The most popular and obvious genre to emerge from Hollywood in the last 10 years is the superhero. One can argue whether it wasSpider-Man, X-Men, or even Richard Donner’s Superman: The Movie that built the genre’s popular acceptance, but there is only one that has achieved such a level of artistry that it towers above all the rest. When The Dark Knight was released in 2008, nearly every superhero movie followed the formula set by Donner and updated by Sam Raimi. Even Christopher Nolan revisited it for Batman Begins. However, The Dark Knight really did live in a world with no (genre) rules. In part, it is because Nolan did not see his trilogy as superhero formulae, but as a “genre of cinema” that allowed for variance, not unlike the western 50 years before. This allowed him to embrace elements like true crime drama, government corruption, and political allegory in the realm of capes and cowls. The result was a film where he was unafraid to let the love interest die, the villain win, or the hero be part of a government cover-up in his biggest moment of “triumph.” With an ensemble that puts as much emphasis on the DA’s office and the police department as it does the proverbial Batcave, this is unlike any other costumed Übermensch fantasy you’ve ever seen. Plus, there is Ledger’s Joker, the single superhero movie performance to win an Oscar. Five years on it is still the gold standard, and it will likely remain so for another five.

The Godfather (1972)

The clearest night-and-day effect that one film has had on its genre to date though remains The Godfather. Always a popular genre, the “gangster film” also was seen as a bit seedy or lurid. Everyone loved Cagney in White Heat and The Public Enemy, but he didn’t win his Oscar until he did the singing-and-dancing Yankee Doodle Dandy.Bogart may have been respected for playing heavies, but it wasn’t until he played a heroic detective in The Maltese Falcon or the even more heroic cynic in Casablanca did he become a star. Indeed, when Francis Ford Coppola was hired to adapt Mario Puzo’s bestseller The Godfather to the screen, he was expected to make a “gangster picture.” Even Coppola initially considered it a big budget studio experience that he would do in the hopes of making a more personal passion project. Instead, he made one of the most definitive films of all time. The Godfather is a larger-than-life opera about the American dream and its perverse shadow that some will fall under in their to climb to the top.

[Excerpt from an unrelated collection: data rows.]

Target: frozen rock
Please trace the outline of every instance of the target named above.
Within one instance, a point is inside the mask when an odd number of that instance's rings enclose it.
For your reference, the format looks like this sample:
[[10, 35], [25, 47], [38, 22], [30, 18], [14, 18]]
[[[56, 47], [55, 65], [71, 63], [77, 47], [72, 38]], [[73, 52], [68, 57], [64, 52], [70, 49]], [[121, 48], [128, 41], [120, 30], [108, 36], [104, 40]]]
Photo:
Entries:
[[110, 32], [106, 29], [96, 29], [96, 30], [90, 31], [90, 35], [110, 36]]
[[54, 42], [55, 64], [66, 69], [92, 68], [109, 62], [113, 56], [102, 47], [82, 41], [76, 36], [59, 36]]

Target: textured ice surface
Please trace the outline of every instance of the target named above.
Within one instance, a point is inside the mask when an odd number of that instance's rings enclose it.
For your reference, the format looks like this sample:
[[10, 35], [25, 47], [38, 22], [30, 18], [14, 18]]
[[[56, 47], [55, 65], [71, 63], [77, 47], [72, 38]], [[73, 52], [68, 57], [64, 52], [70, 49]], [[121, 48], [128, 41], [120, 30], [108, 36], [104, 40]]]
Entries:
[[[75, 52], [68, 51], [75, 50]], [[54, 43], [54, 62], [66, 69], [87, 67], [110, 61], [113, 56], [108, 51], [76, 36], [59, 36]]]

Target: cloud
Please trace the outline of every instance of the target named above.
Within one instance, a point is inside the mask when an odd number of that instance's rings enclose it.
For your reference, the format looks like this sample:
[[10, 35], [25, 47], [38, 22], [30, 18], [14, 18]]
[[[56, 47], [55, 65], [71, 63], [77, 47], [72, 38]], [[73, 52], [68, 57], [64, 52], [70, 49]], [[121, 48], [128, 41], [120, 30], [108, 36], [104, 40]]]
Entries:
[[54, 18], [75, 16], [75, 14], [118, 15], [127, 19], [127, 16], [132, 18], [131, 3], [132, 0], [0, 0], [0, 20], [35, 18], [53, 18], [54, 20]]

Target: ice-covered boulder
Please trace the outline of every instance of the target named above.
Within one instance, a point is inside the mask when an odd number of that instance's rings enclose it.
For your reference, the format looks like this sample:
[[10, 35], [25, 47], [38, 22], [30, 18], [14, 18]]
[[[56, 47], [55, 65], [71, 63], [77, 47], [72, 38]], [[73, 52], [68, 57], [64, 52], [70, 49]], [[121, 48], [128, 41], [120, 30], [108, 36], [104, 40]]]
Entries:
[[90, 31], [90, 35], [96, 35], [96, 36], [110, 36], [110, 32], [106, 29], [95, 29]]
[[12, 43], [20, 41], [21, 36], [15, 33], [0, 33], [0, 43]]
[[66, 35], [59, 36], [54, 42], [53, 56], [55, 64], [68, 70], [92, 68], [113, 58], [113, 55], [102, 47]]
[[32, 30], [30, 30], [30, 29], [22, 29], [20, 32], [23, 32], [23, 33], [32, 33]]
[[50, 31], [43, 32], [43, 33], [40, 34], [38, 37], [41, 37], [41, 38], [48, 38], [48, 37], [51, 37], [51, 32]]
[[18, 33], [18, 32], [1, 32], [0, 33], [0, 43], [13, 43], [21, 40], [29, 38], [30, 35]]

Based on a number of real life figures (most infamously Johnny “Blue Eyes” Fontane), the film attempted to explore the darker side of the American Experience, as a family finds great success by importing their old ways to the New World. Sadly, they also lose their souls and culture to the commercial, individualistic nightmare from which they’ll never escape. Depending who you ask, Michael Corleone (Al Pacino) is either a tragic hero doomed to repeat the sins of his father, or a monster that embraced its destiny with a bullet (or four). Either way, it was a powerful film that dealt with universal themes of family, loyalty, betrayal and honor. It was bigger than the book that it was based on, and remains a staggering work of art. Overnight, gangsters went from being the subject of “good vs. evil” or cautionary tales to being the realm of auteurs leaving a mark. In Coppola’s wake came Scorsese, De Palma, Leone, and countless others who opened up this most respected of genres. Even on television, the most adored cable dramas of the last 20 years—The Sopranos and Breaking Bad—owe more than a passing reverence to this film that turned a violent entertainment into the most sacred of genres.